One advantage of PoS over PoW is that it is more energy efficient, as it does not require miners to perform computationally intensive tasks to create new blocks. It is true, however, that an enthusiastic Bitcoiner would say that the lack of a computationally intensive task makes it less secure, as a very wealthy entity could buy enough of the stake and take over the network. Nevertheless, they are both right, and there is a place for different consensus systems. After all, you wouldn’t pick Grannie up from the station in a Lamborghini.

This energy efficiency can make it more practical for blockchains to scale and support many transactions and make the project and its token more attractive to ESG-compliant corporations. I am not a fan of ESG-focused corporations, I explain why in the afterword at the end of the book, but they are the most significant part of the financial system. So if we want a new economic system, the corporates will need to be part of it; this doesn’t mean we should let them control it! More on that as we progress.

What is the most secure PoS or PoW?

A PoS advocate would say the advantage is that it can be more resistant to certain types of attacks, as an attacker would need to have a significant stake in the network to have a chance of manipulating the consensus process. This is, in fact, true, but it is a simple counterargument that there are indeed many possible bad actors who do have plenty of money and perhaps a vested interest in the failure of one or more PoS systems.

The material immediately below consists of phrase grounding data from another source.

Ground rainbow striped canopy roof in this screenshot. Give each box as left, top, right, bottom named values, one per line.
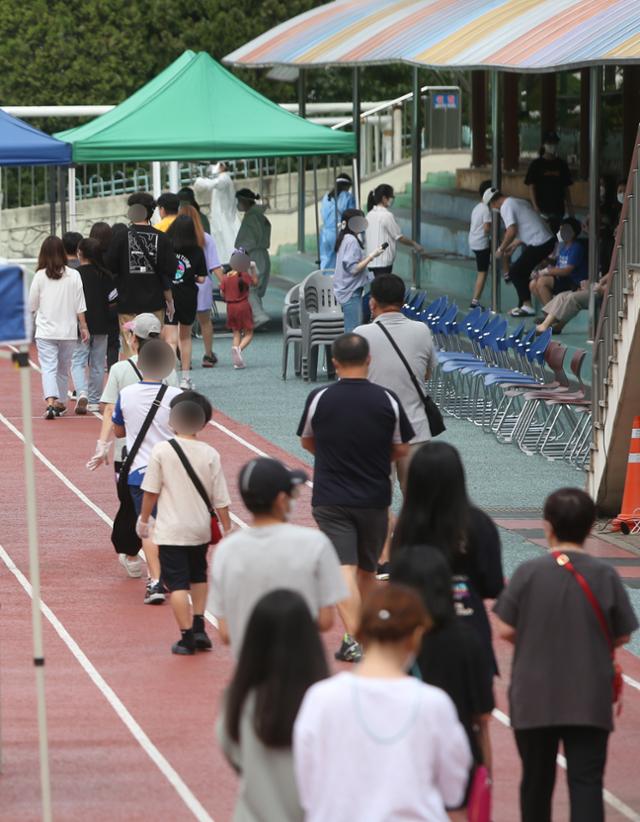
left=225, top=0, right=640, bottom=72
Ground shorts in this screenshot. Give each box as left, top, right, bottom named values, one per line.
left=165, top=289, right=197, bottom=326
left=473, top=248, right=491, bottom=272
left=312, top=505, right=388, bottom=572
left=197, top=277, right=213, bottom=313
left=128, top=483, right=157, bottom=518
left=159, top=544, right=208, bottom=591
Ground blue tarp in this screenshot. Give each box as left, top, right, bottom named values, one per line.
left=0, top=264, right=31, bottom=344
left=0, top=109, right=71, bottom=166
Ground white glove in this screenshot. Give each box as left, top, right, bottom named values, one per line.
left=86, top=439, right=111, bottom=471
left=136, top=515, right=155, bottom=540
left=537, top=267, right=549, bottom=277
left=165, top=298, right=175, bottom=323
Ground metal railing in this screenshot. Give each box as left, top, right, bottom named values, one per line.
left=591, top=127, right=640, bottom=435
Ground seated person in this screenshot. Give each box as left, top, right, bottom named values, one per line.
left=536, top=270, right=610, bottom=335
left=529, top=217, right=586, bottom=307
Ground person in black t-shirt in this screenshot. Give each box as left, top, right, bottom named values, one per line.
left=524, top=130, right=573, bottom=232
left=297, top=333, right=414, bottom=663
left=391, top=545, right=494, bottom=775
left=104, top=192, right=177, bottom=358
left=165, top=215, right=207, bottom=390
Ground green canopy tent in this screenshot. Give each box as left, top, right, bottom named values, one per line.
left=55, top=50, right=354, bottom=160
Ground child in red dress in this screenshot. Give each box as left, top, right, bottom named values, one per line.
left=220, top=249, right=259, bottom=369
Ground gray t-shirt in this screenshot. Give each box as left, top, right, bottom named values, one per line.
left=355, top=313, right=436, bottom=443
left=494, top=551, right=637, bottom=731
left=208, top=523, right=347, bottom=655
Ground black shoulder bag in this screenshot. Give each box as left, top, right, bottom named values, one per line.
left=111, top=384, right=168, bottom=556
left=168, top=439, right=223, bottom=544
left=128, top=358, right=143, bottom=379
left=376, top=321, right=445, bottom=437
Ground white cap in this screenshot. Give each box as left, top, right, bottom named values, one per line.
left=482, top=186, right=500, bottom=206
left=123, top=313, right=162, bottom=339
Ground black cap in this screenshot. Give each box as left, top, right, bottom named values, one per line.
left=157, top=192, right=180, bottom=213
left=239, top=458, right=307, bottom=507
left=236, top=188, right=260, bottom=202
left=542, top=130, right=560, bottom=143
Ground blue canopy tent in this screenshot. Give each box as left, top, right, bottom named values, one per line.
left=0, top=108, right=71, bottom=166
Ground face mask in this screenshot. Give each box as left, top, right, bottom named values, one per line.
left=388, top=197, right=395, bottom=207
left=285, top=497, right=297, bottom=521
left=617, top=192, right=625, bottom=205
left=544, top=143, right=557, bottom=156
left=559, top=228, right=573, bottom=243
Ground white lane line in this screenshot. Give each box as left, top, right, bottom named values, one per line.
left=0, top=542, right=214, bottom=822
left=492, top=709, right=640, bottom=821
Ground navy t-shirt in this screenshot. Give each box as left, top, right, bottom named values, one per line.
left=297, top=378, right=414, bottom=508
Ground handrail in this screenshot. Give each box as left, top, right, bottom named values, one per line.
left=332, top=85, right=461, bottom=131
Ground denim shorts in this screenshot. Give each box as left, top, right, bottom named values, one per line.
left=128, top=483, right=157, bottom=518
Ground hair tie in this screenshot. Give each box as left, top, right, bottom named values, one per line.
left=378, top=609, right=391, bottom=621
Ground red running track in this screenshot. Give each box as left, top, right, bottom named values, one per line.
left=0, top=352, right=639, bottom=821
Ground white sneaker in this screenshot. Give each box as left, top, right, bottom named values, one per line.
left=119, top=553, right=143, bottom=578
left=87, top=402, right=100, bottom=412
left=232, top=346, right=245, bottom=369
left=179, top=377, right=194, bottom=390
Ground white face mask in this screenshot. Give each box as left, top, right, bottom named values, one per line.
left=544, top=143, right=557, bottom=156
left=617, top=192, right=625, bottom=205
left=285, top=497, right=297, bottom=521
left=556, top=230, right=563, bottom=243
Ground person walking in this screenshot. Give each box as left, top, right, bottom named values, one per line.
left=365, top=184, right=426, bottom=277
left=218, top=589, right=329, bottom=822
left=154, top=192, right=180, bottom=233
left=494, top=488, right=638, bottom=822
left=355, top=274, right=436, bottom=491
left=139, top=391, right=231, bottom=655
left=392, top=442, right=504, bottom=678
left=208, top=457, right=346, bottom=657
left=297, top=333, right=414, bottom=662
left=220, top=249, right=258, bottom=369
left=235, top=188, right=271, bottom=329
left=524, top=130, right=573, bottom=232
left=484, top=186, right=555, bottom=317
left=164, top=214, right=208, bottom=389
left=194, top=161, right=240, bottom=262
left=28, top=235, right=89, bottom=419
left=89, top=221, right=120, bottom=368
left=293, top=584, right=472, bottom=822
left=468, top=180, right=493, bottom=308
left=62, top=231, right=83, bottom=269
left=104, top=192, right=177, bottom=358
left=332, top=209, right=385, bottom=332
left=319, top=173, right=356, bottom=270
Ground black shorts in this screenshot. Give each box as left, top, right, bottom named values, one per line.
left=473, top=248, right=491, bottom=272
left=312, top=505, right=388, bottom=572
left=165, top=289, right=197, bottom=326
left=159, top=545, right=208, bottom=591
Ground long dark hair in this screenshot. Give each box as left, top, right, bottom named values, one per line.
left=78, top=237, right=113, bottom=280
left=390, top=545, right=456, bottom=627
left=37, top=236, right=66, bottom=280
left=225, top=590, right=328, bottom=748
left=392, top=442, right=470, bottom=562
left=167, top=214, right=199, bottom=253
left=88, top=222, right=112, bottom=259
left=367, top=183, right=394, bottom=213
left=335, top=207, right=365, bottom=253
left=177, top=204, right=205, bottom=249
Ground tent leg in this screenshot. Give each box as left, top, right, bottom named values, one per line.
left=297, top=70, right=307, bottom=253
left=353, top=67, right=361, bottom=206
left=67, top=167, right=77, bottom=231
left=48, top=168, right=56, bottom=236
left=490, top=70, right=502, bottom=313
left=588, top=65, right=602, bottom=342
left=313, top=157, right=320, bottom=266
left=151, top=162, right=161, bottom=198
left=14, top=350, right=52, bottom=822
left=168, top=161, right=180, bottom=193
left=58, top=167, right=67, bottom=235
left=411, top=66, right=422, bottom=287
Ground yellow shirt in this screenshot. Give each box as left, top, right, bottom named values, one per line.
left=154, top=215, right=176, bottom=233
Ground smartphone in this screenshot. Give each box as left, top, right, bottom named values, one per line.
left=381, top=242, right=389, bottom=250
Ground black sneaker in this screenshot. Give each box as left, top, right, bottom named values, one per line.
left=172, top=638, right=196, bottom=655
left=143, top=580, right=166, bottom=605
left=194, top=631, right=213, bottom=650
left=44, top=405, right=56, bottom=420
left=376, top=562, right=390, bottom=581
left=202, top=354, right=218, bottom=368
left=334, top=634, right=363, bottom=663
left=53, top=405, right=67, bottom=417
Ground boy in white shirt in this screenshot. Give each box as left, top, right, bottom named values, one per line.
left=139, top=391, right=231, bottom=655
left=467, top=180, right=493, bottom=308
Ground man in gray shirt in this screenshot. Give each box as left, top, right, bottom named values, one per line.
left=208, top=457, right=347, bottom=656
left=355, top=274, right=436, bottom=492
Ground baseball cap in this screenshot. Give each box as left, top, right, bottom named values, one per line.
left=239, top=458, right=308, bottom=507
left=123, top=313, right=162, bottom=339
left=482, top=186, right=500, bottom=206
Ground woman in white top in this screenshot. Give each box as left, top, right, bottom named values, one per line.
left=28, top=236, right=88, bottom=419
left=365, top=184, right=427, bottom=277
left=293, top=584, right=472, bottom=822
left=218, top=589, right=329, bottom=822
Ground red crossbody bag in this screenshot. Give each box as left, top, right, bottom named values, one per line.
left=552, top=552, right=623, bottom=714
left=168, top=439, right=223, bottom=545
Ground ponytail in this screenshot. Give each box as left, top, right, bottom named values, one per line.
left=367, top=184, right=394, bottom=212
left=366, top=190, right=376, bottom=213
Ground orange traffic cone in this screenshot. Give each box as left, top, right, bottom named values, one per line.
left=612, top=416, right=640, bottom=532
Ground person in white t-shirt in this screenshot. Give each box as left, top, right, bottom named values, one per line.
left=140, top=391, right=231, bottom=655
left=111, top=339, right=182, bottom=604
left=293, top=583, right=471, bottom=822
left=207, top=457, right=348, bottom=656
left=364, top=184, right=427, bottom=277
left=467, top=181, right=493, bottom=308
left=484, top=187, right=555, bottom=317
left=28, top=236, right=89, bottom=419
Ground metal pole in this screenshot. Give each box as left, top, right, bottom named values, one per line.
left=353, top=67, right=361, bottom=205
left=313, top=157, right=321, bottom=266
left=48, top=168, right=56, bottom=236
left=588, top=65, right=602, bottom=342
left=490, top=70, right=502, bottom=313
left=67, top=167, right=77, bottom=231
left=151, top=162, right=162, bottom=198
left=168, top=161, right=180, bottom=192
left=58, top=167, right=67, bottom=235
left=297, top=70, right=307, bottom=253
left=14, top=349, right=52, bottom=822
left=411, top=66, right=422, bottom=286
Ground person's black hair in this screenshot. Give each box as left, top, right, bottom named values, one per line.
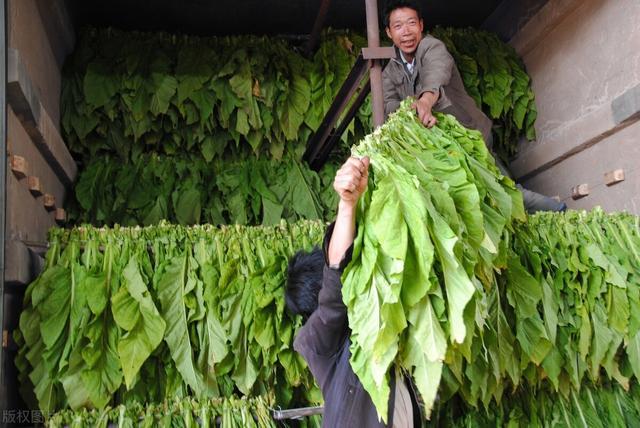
left=285, top=247, right=324, bottom=319
left=383, top=0, right=423, bottom=28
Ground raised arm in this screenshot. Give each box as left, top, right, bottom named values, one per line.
left=328, top=156, right=369, bottom=265
left=294, top=156, right=369, bottom=359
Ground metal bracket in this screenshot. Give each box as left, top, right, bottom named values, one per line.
left=303, top=47, right=395, bottom=171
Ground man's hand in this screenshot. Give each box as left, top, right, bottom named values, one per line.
left=333, top=156, right=370, bottom=206
left=412, top=91, right=439, bottom=128
left=328, top=156, right=369, bottom=266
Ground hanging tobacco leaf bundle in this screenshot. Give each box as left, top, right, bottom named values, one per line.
left=344, top=100, right=640, bottom=422
left=345, top=99, right=525, bottom=421
left=14, top=221, right=325, bottom=415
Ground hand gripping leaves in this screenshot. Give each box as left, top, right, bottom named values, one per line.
left=343, top=100, right=525, bottom=421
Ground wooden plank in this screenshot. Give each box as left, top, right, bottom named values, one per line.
left=7, top=48, right=77, bottom=185
left=361, top=46, right=396, bottom=60
left=4, top=239, right=45, bottom=285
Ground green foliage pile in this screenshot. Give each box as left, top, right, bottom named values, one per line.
left=435, top=208, right=640, bottom=415
left=431, top=27, right=538, bottom=160
left=48, top=396, right=279, bottom=428
left=61, top=27, right=368, bottom=226
left=504, top=209, right=640, bottom=394
left=67, top=152, right=339, bottom=226
left=61, top=27, right=368, bottom=163
left=14, top=221, right=325, bottom=415
left=346, top=102, right=640, bottom=421
left=16, top=206, right=640, bottom=425
left=62, top=27, right=536, bottom=166
left=431, top=381, right=640, bottom=428
left=60, top=26, right=537, bottom=227
left=346, top=100, right=525, bottom=421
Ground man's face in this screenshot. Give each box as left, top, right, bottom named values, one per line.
left=386, top=7, right=424, bottom=59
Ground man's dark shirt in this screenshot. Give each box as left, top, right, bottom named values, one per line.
left=294, top=224, right=421, bottom=427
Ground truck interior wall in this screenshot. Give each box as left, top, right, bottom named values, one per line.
left=504, top=0, right=640, bottom=213
left=2, top=0, right=75, bottom=413
left=2, top=0, right=639, bottom=415
left=4, top=0, right=75, bottom=284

However, PoS systems can also be vulnerable to certain types of attacks, such as “nothing at stake” attacks, in which validators have no inherent incentive to act honestly. This can be mitigated through penalty systems that discourage validators from behaving dishonestly. This usually involves financial punishment for not following the consensus rules precisely. This is called slashing, where some or all of a validator’s stake will be taken either for poor node operation or malicious activity. Note that some networks will also slash the stakers on the node, not just the node operators. Don’t worry about this for now; we will discuss risks carefully as we proceed through the book.

Soon we will see how to participate in staking on the Cardano network, and we will also see how to stake on MultiversX, Cosmos, and Osmosis. As the book expands I will add more as well.


The preceding discussion on PoS overlooks one rather significant point, although we have alluded more than once to distributed computation. Most networks after Bitcoin added features, not just a new consensus mechanism. Therefore, we need to talk about distributed computation. You don’t just send and receive tokens in a decentralized, permissionless, peer-to-peer way. You can run computer programs, create, own, and use public applications, and have guaranteed correctness, censorship resistance, and pseudo-anonymity that you have with sending tokens. These programs I refer to that are stored and executed on the blockchain are called smart contracts.

We are now familiar with proof of stake consensus, where node operators called validators provide a service where network participants can stake their tokens to play a part in executing the smart contracts, securing and sometimes governing a blockchain network.